Not a lot to say.  It's almost always the same thing every day.  I am most grateful and appreciative for the warm up this week.  I know the rest of the mid states and the eastern seaboard are covered.  We are to get a cold front tomorrow that will bring us to the mid 40's again.  Sigh!  A sample of Spring to come I guess. 

Soon it will be March.  Hard to believe.  Once we get through March, the weather is usually more forgiving.  Of course, we have no idea what this winter will be doing.  I almost think we will have snow in March.  We had it in May of last year.  The first time ever recorded.  Crazy stuff.

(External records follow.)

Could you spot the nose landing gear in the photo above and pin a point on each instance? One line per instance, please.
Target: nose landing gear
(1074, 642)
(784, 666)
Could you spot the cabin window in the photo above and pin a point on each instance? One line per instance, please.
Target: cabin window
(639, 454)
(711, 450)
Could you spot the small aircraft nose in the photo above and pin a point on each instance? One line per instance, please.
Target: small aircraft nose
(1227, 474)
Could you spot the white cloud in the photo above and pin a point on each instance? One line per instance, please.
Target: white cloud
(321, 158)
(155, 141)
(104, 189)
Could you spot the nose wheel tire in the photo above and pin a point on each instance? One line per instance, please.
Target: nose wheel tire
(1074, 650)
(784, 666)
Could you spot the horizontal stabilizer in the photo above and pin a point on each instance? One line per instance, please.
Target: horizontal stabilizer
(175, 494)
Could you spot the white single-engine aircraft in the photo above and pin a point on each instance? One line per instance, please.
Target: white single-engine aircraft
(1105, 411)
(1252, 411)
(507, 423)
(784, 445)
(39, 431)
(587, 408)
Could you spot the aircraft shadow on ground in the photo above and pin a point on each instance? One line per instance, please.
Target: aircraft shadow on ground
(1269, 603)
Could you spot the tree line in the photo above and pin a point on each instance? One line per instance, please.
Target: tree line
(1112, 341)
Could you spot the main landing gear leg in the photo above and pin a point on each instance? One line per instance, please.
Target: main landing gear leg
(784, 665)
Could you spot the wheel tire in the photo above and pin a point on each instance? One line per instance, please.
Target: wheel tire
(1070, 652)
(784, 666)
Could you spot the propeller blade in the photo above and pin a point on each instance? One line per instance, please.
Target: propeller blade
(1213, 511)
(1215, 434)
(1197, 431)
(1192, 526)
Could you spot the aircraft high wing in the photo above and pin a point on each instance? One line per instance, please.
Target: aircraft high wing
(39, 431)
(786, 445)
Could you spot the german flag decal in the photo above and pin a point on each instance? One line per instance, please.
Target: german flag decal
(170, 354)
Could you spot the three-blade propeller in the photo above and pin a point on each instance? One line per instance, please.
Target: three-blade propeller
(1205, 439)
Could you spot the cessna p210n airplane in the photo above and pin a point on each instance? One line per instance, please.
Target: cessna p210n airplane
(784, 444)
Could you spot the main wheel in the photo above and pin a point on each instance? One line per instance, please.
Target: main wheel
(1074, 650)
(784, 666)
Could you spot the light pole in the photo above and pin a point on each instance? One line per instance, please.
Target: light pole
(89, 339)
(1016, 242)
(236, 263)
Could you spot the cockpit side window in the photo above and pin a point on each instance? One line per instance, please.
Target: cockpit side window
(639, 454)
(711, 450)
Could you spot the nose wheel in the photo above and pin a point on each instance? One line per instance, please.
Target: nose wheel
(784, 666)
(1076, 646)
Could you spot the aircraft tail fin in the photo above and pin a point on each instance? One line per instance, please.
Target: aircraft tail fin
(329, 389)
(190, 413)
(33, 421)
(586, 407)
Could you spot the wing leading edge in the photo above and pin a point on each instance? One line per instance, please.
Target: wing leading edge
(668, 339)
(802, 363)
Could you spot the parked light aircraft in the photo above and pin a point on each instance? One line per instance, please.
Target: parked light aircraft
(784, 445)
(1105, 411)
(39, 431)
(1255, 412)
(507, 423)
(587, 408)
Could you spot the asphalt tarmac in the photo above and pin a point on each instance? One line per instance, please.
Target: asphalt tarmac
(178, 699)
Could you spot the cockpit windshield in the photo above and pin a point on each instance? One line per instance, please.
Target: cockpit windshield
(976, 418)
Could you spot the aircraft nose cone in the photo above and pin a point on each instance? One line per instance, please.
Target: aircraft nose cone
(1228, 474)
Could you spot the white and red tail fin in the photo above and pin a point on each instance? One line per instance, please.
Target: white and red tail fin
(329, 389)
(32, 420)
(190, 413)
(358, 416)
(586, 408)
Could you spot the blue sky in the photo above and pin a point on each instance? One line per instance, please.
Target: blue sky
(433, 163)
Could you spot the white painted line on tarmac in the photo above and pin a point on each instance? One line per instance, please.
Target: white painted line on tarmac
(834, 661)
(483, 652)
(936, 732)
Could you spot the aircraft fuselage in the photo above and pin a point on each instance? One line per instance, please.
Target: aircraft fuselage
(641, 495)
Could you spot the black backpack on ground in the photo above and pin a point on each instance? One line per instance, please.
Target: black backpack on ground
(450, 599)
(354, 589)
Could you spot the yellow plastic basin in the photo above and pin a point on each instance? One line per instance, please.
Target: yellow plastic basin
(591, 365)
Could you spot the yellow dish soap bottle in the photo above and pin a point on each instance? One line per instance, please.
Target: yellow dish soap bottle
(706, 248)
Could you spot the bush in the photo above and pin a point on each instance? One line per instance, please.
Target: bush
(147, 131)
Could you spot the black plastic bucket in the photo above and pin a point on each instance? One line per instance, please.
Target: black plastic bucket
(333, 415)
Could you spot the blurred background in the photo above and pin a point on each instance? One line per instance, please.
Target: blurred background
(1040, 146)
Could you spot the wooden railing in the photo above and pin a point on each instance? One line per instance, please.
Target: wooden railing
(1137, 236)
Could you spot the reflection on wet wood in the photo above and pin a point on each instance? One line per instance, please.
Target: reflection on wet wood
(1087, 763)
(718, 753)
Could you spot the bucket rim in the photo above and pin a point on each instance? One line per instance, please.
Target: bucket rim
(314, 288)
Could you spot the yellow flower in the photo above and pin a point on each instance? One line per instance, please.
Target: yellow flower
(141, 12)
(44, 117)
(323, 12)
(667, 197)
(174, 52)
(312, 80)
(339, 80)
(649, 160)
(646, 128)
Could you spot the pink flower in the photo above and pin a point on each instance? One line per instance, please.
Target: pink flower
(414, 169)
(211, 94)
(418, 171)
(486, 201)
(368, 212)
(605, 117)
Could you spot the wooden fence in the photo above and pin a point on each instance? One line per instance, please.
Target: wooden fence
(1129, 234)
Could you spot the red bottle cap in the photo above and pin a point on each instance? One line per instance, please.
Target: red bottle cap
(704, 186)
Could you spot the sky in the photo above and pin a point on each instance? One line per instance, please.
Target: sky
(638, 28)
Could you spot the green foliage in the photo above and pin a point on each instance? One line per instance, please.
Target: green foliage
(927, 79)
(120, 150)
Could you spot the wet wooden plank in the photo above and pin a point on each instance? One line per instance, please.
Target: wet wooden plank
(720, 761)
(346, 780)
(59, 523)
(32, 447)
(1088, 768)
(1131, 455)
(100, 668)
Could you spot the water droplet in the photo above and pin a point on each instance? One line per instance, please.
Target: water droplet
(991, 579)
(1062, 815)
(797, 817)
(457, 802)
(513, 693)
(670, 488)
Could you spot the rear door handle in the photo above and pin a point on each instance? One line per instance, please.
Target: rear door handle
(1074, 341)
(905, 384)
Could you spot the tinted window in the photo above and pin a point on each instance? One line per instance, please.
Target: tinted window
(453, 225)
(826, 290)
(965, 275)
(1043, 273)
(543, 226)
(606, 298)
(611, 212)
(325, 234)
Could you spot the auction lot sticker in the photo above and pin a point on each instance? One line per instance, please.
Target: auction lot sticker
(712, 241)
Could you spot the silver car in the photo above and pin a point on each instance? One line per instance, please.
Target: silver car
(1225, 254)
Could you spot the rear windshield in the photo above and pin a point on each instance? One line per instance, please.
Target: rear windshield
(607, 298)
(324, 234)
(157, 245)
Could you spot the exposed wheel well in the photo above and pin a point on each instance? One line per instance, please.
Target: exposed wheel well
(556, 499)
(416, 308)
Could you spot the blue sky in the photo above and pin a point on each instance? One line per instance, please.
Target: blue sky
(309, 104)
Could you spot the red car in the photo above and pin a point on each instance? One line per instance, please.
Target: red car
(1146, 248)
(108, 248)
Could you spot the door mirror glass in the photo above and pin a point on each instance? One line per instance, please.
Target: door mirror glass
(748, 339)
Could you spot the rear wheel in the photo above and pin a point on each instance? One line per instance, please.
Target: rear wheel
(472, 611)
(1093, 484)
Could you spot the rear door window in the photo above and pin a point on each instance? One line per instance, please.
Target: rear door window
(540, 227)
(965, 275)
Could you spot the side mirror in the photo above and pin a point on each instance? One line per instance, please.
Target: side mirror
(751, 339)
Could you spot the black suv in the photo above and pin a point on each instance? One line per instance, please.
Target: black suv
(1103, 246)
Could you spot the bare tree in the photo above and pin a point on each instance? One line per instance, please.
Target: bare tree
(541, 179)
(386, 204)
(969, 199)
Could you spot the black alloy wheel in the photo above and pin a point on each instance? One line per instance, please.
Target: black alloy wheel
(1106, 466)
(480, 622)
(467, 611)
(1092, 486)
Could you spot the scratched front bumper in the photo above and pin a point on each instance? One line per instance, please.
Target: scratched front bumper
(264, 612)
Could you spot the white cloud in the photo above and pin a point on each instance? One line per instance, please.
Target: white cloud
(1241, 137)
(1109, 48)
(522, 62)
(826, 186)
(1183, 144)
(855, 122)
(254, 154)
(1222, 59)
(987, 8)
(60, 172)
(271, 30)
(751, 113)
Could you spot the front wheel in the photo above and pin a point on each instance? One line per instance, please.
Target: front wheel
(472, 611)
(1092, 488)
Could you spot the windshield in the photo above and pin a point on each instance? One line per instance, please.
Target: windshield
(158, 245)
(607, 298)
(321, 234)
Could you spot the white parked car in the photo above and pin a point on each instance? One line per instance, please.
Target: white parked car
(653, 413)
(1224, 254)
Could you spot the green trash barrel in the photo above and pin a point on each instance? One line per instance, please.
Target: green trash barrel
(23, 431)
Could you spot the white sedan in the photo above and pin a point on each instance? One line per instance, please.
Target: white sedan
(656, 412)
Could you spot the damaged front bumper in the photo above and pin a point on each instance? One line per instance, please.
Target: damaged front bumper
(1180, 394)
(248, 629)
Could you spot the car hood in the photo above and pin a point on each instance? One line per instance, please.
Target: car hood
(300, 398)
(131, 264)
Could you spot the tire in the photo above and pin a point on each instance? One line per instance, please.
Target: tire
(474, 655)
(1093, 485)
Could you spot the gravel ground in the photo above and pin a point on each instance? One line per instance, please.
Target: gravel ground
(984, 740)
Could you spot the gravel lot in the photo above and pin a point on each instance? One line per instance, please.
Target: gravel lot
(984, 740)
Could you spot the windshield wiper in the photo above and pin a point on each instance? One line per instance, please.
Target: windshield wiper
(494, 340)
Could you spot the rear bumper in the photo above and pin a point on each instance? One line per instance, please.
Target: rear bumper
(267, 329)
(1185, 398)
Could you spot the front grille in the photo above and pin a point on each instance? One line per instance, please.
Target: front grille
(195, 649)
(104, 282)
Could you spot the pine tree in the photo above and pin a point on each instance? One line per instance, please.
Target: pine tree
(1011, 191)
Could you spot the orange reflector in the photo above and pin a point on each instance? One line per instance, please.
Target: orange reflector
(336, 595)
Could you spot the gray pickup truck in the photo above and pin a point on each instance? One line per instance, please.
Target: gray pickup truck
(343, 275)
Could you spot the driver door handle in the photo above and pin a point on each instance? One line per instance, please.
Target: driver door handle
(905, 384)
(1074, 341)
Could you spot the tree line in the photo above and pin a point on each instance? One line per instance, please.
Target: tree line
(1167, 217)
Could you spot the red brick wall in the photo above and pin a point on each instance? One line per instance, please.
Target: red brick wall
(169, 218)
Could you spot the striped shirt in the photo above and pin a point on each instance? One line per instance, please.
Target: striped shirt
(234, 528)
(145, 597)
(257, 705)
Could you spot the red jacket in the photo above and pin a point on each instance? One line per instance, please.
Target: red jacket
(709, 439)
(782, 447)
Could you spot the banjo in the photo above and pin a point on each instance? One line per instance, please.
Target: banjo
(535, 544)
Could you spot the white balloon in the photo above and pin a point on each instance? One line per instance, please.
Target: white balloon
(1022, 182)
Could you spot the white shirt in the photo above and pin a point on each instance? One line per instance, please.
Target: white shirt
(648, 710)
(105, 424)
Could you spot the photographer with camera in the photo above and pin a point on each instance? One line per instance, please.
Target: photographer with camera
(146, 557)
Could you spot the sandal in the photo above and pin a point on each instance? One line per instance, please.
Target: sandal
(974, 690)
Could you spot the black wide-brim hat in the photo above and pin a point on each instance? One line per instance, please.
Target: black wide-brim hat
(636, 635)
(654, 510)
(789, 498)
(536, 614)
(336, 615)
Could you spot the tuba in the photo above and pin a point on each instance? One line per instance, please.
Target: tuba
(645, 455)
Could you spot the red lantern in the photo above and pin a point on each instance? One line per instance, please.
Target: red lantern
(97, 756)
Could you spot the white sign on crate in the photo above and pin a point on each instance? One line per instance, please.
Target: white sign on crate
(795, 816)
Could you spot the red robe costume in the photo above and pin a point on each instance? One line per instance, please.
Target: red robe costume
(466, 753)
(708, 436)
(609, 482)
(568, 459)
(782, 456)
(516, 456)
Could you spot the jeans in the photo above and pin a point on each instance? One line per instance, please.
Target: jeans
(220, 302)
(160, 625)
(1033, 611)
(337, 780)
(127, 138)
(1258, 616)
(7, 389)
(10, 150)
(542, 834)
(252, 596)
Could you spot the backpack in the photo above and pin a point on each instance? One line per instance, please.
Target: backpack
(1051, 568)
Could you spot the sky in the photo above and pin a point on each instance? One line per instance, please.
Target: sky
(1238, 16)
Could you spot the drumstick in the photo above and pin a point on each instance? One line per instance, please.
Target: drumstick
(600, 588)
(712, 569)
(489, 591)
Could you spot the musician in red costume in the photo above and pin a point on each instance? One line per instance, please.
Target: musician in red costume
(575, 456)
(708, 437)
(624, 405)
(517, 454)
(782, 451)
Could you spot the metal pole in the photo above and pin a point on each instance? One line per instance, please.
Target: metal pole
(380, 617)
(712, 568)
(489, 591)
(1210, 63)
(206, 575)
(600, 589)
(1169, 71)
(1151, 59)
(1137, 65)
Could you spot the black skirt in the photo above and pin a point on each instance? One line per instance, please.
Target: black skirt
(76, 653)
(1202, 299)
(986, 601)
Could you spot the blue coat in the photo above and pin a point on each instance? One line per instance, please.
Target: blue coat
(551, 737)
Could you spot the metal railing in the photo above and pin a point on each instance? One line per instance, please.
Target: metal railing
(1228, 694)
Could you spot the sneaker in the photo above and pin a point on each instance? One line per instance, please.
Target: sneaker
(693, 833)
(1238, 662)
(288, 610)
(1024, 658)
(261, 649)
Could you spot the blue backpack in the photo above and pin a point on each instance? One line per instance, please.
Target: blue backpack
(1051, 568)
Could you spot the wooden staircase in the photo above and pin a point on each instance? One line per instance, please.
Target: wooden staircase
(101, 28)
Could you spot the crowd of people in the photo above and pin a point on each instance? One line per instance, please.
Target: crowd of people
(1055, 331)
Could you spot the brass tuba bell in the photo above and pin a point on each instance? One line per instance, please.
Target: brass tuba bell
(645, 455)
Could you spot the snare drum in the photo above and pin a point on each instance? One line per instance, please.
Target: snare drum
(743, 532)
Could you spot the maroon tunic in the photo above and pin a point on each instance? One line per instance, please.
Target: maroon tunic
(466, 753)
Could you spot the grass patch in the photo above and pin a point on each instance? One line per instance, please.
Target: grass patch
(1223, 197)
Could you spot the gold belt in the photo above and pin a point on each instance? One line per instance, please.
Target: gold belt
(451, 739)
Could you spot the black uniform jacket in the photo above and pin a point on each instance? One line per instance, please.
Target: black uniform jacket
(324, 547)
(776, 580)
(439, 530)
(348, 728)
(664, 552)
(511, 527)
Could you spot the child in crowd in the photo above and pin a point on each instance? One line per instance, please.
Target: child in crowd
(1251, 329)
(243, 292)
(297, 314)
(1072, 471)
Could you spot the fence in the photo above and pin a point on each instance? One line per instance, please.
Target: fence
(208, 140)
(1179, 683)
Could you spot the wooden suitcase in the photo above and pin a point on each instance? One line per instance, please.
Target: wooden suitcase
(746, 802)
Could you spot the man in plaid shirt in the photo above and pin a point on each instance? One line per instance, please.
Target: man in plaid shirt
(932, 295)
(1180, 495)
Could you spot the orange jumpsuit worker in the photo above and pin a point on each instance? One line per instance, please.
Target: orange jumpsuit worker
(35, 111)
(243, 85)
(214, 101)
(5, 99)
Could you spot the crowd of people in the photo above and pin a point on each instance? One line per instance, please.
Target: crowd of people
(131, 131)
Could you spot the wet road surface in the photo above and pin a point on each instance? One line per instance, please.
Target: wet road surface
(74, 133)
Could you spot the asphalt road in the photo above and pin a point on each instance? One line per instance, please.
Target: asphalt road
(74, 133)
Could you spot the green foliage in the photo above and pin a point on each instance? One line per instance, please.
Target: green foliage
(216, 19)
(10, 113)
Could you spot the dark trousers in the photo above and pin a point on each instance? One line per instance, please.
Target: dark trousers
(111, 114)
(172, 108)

My niece is due to have her baby any minute now.  I am anxious for her to move along and start the next phase.  She is never one to wait around and be patient, so these last few weeks have been misery for her.  She can't sleep, she is uncomfortable, etc.  We've all been there.

That's about all.  I took the critters for their yearly check ups and shots.  Patty has lost more weight and is at a good place now.  I just have to maintain it.  They are both doing well for older pets.  They rest a lot, too.

Have a great rest of the weekend.  Enjoy the sunshine when it comes your way.  It's so wonderful!